Are we teaching the ‘wrong’ way?
According to BRAC’s Youth Survey 2019, as much as 34 percent of the male youth of the country described unemployment as the major obstacle in their lives. According to the youth panelists at the panel discussion, the current education system is too lengthy and is not relevant to the job market. Students are gaining theoretical knowledge but practical skills are not being taught in schools. So, there is a mismatch between the curriculum taught in universities and the job market requirements, which is leading to higher unemployment.
We are still going very much by the book and teachers are repeatedly asking the students to solve the same set of problems that others before them have done. This discourages creative thinking among students because they already have access to all the existing answers. Hence their analytical abilities are not being enhanced enough to make them ready to face the challenges presented by the ever-changing job market.
“I want the ‘other’ kid to be an entrepreneur, my kid will study computer science”
Many graduates are not leaning towards entrepreneurship as they lack the right set of business skills. Teaching entrepreneurial skills to students while they are studying will help them choose their own career track early on in their lives. This will also generate further employment. However, negative perceptions surrounding entrepreneurship, and uncertainties about finding employment opportunities after receiving skills training as opposed to receiving formal education, are discouraging many students from choosing these paths.
Meha mentioned that the society creates pressure on the youth to choose from a fixed set of disciplines, rather than giving them the liberty to choose their preferred subject of study based on their own career interests. Although she is studying IT, she is pursuing her dream of becoming a culinary artist by initiating a home-based food business. She did so because there are no schools in Dhaka which offers an undergraduate degree in culinary arts. Meha added that the society does not consider this to be a sustainable career choice.

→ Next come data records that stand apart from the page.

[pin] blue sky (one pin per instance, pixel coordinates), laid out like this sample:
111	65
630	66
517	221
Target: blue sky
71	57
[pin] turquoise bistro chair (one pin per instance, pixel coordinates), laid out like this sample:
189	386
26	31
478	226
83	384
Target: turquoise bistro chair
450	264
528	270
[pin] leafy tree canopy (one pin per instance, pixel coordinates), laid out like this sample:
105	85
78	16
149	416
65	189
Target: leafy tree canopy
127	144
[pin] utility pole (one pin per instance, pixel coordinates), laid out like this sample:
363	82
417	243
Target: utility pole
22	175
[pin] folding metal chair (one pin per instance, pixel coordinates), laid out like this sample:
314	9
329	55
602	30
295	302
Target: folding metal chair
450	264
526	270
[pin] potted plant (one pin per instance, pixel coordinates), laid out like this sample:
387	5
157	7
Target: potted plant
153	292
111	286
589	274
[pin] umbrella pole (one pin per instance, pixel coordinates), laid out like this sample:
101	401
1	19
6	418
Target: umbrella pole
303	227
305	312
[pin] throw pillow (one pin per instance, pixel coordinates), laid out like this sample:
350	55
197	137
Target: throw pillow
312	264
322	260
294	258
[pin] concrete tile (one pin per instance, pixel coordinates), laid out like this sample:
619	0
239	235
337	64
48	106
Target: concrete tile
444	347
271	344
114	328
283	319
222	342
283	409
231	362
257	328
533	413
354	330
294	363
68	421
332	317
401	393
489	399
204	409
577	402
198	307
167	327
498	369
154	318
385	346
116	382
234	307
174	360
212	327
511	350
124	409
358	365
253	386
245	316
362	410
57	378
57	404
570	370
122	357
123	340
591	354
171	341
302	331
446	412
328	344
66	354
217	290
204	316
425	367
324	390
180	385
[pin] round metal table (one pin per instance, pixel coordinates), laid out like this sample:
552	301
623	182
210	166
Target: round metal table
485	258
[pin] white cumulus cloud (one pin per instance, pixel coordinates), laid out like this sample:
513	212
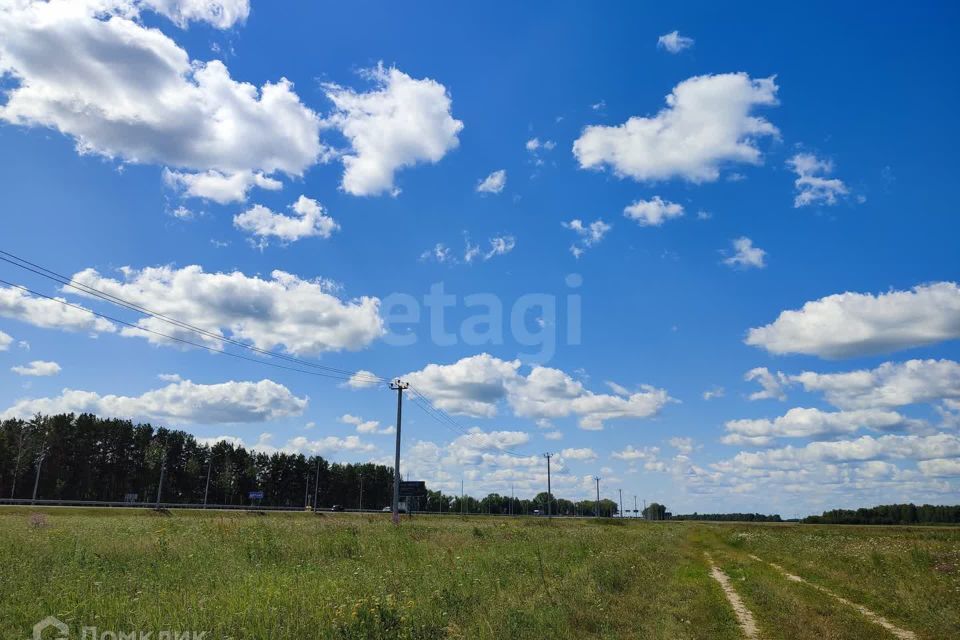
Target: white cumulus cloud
310	220
477	385
588	235
49	313
849	324
493	183
812	184
301	316
37	368
708	122
129	92
653	212
399	123
179	402
674	42
746	255
892	384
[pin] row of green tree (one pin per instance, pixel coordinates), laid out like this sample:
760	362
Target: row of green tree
729	517
84	457
890	514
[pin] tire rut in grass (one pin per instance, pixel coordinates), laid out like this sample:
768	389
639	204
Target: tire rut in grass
747	622
902	634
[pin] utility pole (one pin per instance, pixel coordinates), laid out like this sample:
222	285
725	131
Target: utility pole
316	486
43	454
549	495
163	474
397	386
206	490
36	480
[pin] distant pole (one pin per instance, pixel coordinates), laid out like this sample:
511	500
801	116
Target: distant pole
549	495
206	490
163	474
36	480
397	386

For Mukta, the reality is that training is unaffordable, so she went for the free training that NGOs provide through donor funding. But as it was free, her family questioned its credibility.
Solutions suggested by the youth
BRAC has created access to training for disadvantaged girls, whereby more than 40,000 girls have received training. Over 7,000 were trained in nontraditional occupations such as motor-rewinding, lathe machine operation and motorcycle repairing, among others. BRAC has reached out to 4,703 people with disabilities, providing assistive devices to some to facilitate mobility. But it is of utmost importance to change the mindset of people about the available diversity when it comes to the types of employment available which cannot be project-bound, short-term and quick. There has to be a long-term solution where the government, businesses and NGOs come together to create an environment where the youth have the freedom to choose their own career and flourish.
Besides changing perceptions about the types of jobs the youth are engaged in, the need for diversifying skills is essential for the youth to be ready for the future world of automation, because traditional jobs may become irrelevant in the years to come. Thus, a skills inventory made with youth groups with diversified skills required in the future will help the youth cope with the changing job market.
The education system should be transformed so that academic curricula correspond to market-oriented practical skills, by including technical as well as life skills from very early on. This will enable students to be exposed to practical skills alongside academic curricula. Last but not the least, a changed mindset about skills training is needed to stay relevant in the job market.
Tasmiah T Rahman is the head of BRAC Skills Development Programm.